John Dunlavy On "Cable Nonsense"


Food for thought...

http://www.verber.com/mark/cables.html
plasmatronic

Showing 4 responses by detlof

I had great difficulty in blending bass and midrange in my admittedly complex system. I got most of it right by experimenting with speaker placement and room treatment but the final touches on bass rendering were only achieved by finding the right interconnect and speaker cables. I don't care if its against the law of physics or if I am hallucinating as long as my ears keep on telling me, that it sounds right now. As Greg so aptly put it: Cables are both personal and system dependent!
Pbb, in my opinion, you are missing a slight point, which I find surprising, since you seem to play the guitar:
Many audiophiles are avid concertgoers and if a piece of wire brings them closer to the experience of the real thing, who would bother then about measurements and double blind testing. For me, the only thing close to some objectivity here, is the live event and how I remember it and if science helps me along this goal, fine, je ne crache pas dans la soupe !

And p l e a s e , lets not start up this argument again. Its futile and leads to nowhere.
Pbb, I do not have the least difficulty with your argument. Besides I think it is very well written and thought out. My experience is, that people who have trained their ears to judge the performance of live or reproduced music,.i.e. in judging the performance of a given system, generally "hear" pretty much alike, although their emphasis on the parameters given for their judgements may differ.
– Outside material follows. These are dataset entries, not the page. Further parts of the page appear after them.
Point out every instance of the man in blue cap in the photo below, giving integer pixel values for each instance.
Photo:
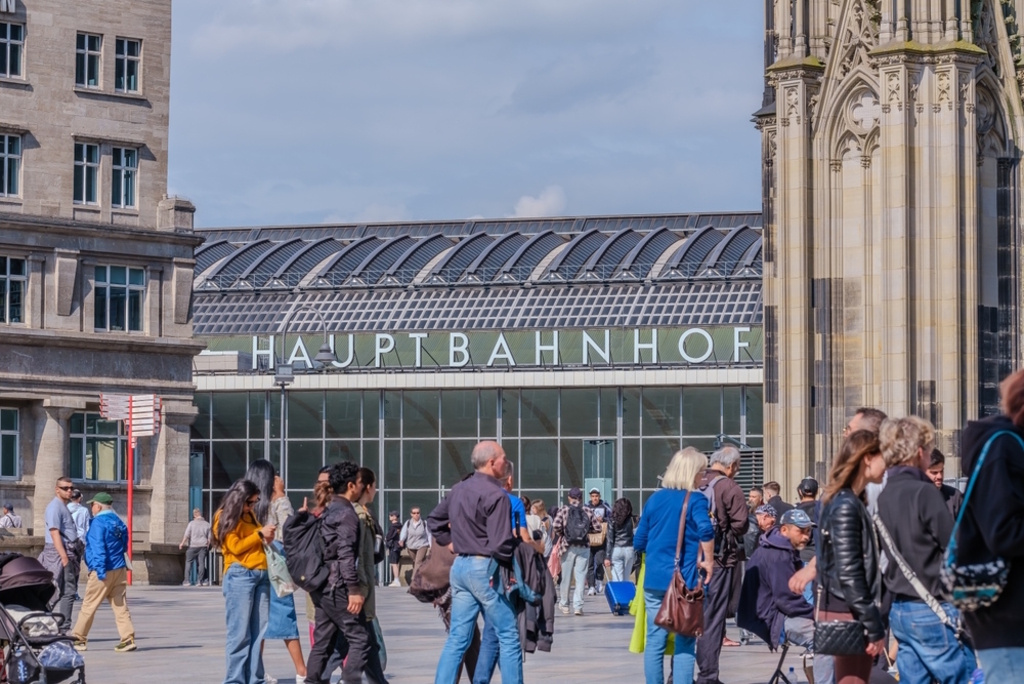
(105, 555)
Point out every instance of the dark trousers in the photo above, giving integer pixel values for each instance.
(196, 554)
(596, 568)
(716, 608)
(333, 620)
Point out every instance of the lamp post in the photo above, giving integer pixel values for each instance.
(285, 374)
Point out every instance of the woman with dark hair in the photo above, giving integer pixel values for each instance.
(620, 552)
(990, 527)
(273, 509)
(245, 584)
(849, 582)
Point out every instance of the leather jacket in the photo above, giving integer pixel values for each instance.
(848, 561)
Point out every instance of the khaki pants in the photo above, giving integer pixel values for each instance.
(113, 589)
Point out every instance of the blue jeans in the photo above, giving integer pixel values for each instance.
(622, 562)
(247, 601)
(472, 594)
(1001, 665)
(574, 566)
(928, 649)
(653, 653)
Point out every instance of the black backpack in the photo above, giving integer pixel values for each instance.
(304, 551)
(577, 526)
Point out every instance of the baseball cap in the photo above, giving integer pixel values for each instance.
(808, 485)
(797, 517)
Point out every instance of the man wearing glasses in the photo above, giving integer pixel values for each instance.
(62, 550)
(415, 538)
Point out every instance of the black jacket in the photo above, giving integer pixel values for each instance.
(912, 510)
(993, 525)
(341, 545)
(848, 562)
(620, 536)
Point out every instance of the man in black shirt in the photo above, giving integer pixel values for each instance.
(937, 473)
(474, 521)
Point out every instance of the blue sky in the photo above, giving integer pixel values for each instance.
(338, 111)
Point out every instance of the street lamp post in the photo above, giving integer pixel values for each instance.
(285, 374)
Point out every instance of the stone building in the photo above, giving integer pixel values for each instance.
(891, 138)
(95, 261)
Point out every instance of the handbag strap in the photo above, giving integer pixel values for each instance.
(911, 576)
(950, 559)
(682, 527)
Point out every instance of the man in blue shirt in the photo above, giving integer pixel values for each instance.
(488, 641)
(105, 552)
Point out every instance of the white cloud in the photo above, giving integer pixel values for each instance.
(551, 202)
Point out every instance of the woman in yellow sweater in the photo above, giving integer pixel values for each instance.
(246, 585)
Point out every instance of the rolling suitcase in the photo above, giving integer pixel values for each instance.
(620, 594)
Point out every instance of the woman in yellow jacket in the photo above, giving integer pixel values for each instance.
(246, 585)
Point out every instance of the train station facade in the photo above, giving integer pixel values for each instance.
(592, 348)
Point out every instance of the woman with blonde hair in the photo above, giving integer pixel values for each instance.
(656, 537)
(849, 585)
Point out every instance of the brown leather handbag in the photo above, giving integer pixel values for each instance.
(682, 608)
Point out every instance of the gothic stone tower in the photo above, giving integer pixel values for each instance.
(892, 132)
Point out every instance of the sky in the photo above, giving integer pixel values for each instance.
(308, 112)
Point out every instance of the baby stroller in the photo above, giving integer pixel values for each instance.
(32, 648)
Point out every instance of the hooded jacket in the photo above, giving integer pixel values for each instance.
(993, 525)
(766, 601)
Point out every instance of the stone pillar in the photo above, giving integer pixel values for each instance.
(169, 511)
(51, 452)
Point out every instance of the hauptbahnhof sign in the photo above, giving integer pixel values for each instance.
(709, 346)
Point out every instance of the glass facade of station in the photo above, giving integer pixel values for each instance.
(419, 441)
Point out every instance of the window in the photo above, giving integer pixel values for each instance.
(123, 182)
(8, 442)
(87, 60)
(86, 172)
(10, 165)
(11, 46)
(98, 449)
(12, 286)
(126, 65)
(119, 298)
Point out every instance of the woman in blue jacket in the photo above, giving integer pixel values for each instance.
(656, 537)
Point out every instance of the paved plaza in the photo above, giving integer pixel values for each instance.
(181, 639)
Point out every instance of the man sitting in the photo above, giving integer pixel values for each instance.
(767, 607)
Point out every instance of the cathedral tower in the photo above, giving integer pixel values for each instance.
(891, 136)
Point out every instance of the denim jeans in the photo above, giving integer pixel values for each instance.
(622, 562)
(247, 601)
(653, 652)
(928, 649)
(574, 566)
(472, 593)
(1001, 665)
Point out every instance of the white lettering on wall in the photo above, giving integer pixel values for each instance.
(541, 348)
(383, 343)
(462, 348)
(419, 337)
(351, 352)
(501, 351)
(268, 353)
(682, 345)
(589, 343)
(299, 353)
(638, 346)
(736, 332)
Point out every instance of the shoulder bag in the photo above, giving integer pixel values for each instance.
(911, 576)
(682, 608)
(837, 637)
(978, 585)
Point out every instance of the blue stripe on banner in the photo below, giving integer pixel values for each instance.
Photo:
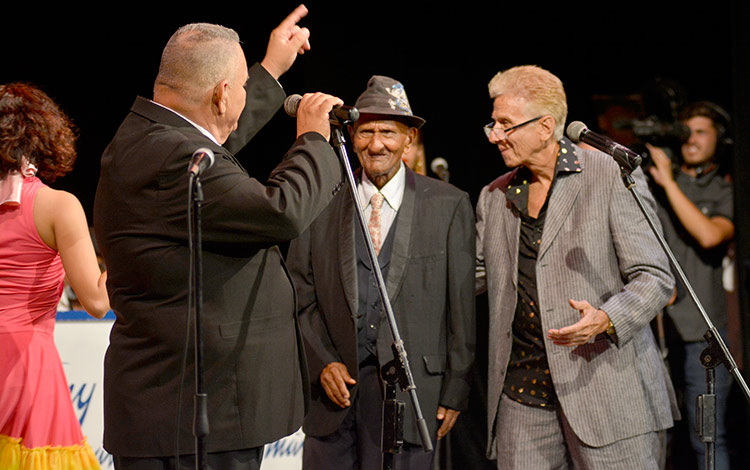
(79, 315)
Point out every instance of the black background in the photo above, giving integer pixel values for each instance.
(94, 60)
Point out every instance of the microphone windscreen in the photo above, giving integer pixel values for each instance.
(291, 103)
(575, 129)
(437, 163)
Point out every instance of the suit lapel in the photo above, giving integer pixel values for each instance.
(346, 250)
(564, 194)
(512, 225)
(404, 225)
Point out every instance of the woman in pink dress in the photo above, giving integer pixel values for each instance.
(43, 237)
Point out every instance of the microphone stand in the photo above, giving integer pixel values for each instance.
(200, 418)
(397, 371)
(716, 352)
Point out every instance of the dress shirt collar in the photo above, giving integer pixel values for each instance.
(393, 190)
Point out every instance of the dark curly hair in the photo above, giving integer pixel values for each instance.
(32, 125)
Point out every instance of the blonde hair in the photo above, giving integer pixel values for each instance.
(543, 92)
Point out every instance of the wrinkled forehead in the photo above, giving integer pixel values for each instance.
(508, 105)
(373, 122)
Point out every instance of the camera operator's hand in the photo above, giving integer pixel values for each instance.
(661, 170)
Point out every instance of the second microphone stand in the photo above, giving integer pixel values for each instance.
(716, 352)
(396, 373)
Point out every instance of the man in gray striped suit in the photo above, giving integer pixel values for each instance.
(574, 276)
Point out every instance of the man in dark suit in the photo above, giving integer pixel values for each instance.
(422, 231)
(254, 369)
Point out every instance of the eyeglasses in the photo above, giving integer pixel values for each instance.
(490, 128)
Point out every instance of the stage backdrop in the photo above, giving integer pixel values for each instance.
(82, 342)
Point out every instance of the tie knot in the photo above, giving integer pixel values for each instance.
(377, 200)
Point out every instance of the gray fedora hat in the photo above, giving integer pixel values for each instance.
(385, 96)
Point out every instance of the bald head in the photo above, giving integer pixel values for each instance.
(197, 57)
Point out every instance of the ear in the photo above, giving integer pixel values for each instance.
(411, 138)
(547, 127)
(221, 96)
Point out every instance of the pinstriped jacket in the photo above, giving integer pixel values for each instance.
(596, 246)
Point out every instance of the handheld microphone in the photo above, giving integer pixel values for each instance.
(626, 158)
(202, 160)
(439, 166)
(338, 113)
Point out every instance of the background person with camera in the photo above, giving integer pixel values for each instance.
(696, 211)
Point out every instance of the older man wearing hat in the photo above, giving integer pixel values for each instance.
(423, 232)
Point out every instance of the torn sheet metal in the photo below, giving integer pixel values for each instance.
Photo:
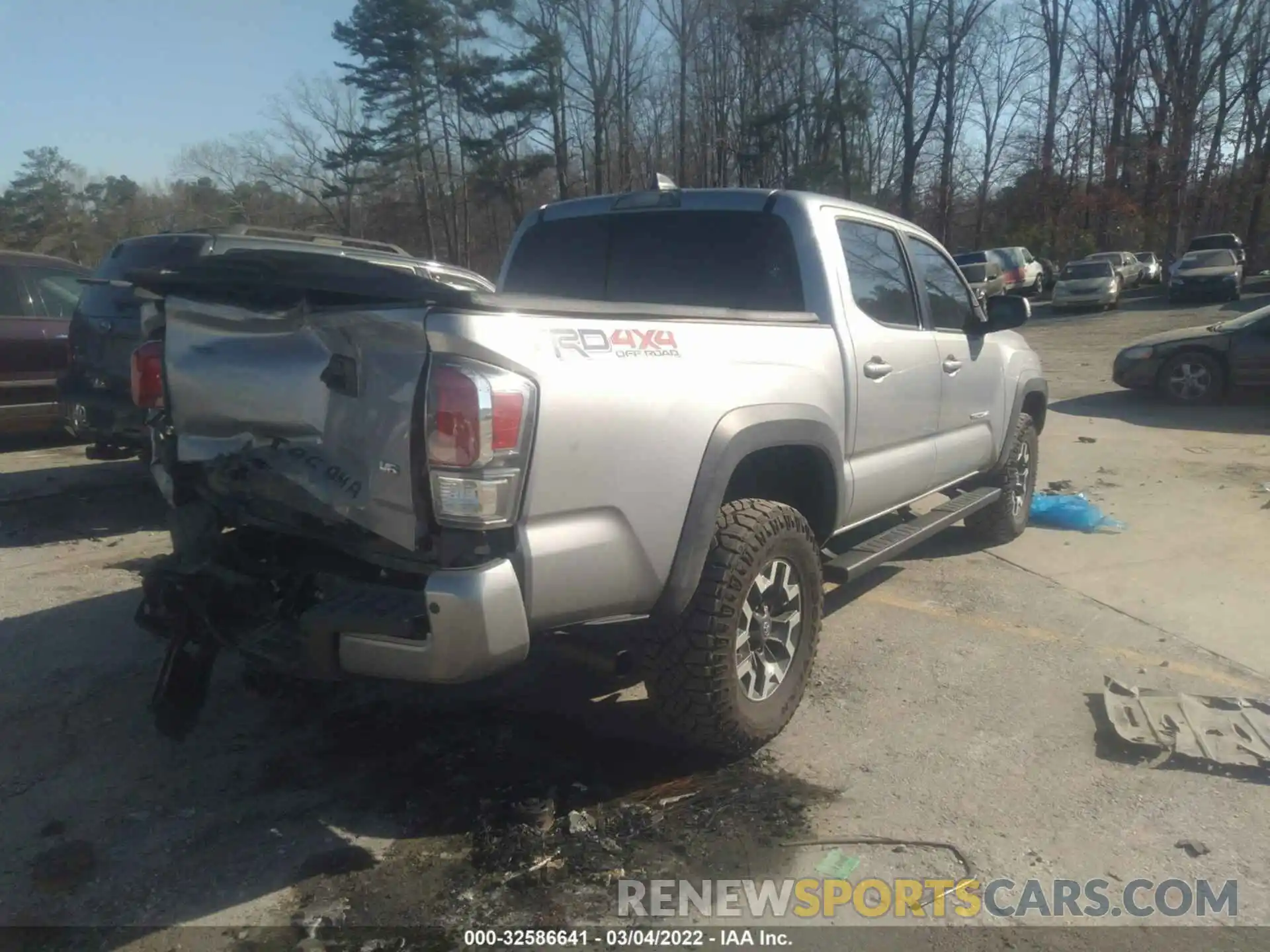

Of course, you could use tone controls instead of selected wires to fine tune a system. Only tone controls mostly degrade the sound over a broad spectrum, whereas a well chosen IC or speaker wire may in fact enhance it.
In reading your lines again, I am wondering what your basic hypothesis or assumption is, which you are building your arguments on. Would you assume, that a well designed music system, built and devised to the state of the art of accepted scientific knowledge, would, apart of the vagaries and uncertainties of room influences, be able to reproduce the original musical event in your home, provided the software is of the very best quality? And.... again, say in a truly SOTA system, how much is there "science" in its design and how much "intuition" and "art"? Or in other words, is there sufficient measurement savvy, to design a truly first class system through measurements alone?
Regards,
Pbb, very interesting post. By the way, Bob Carver of Sunfire fame, maintained quite a few years ago, that he could voice his electronics in any way he pleased, to emulate the sound of say earlier tube gear and, so I am told, he proved it successfully more than once.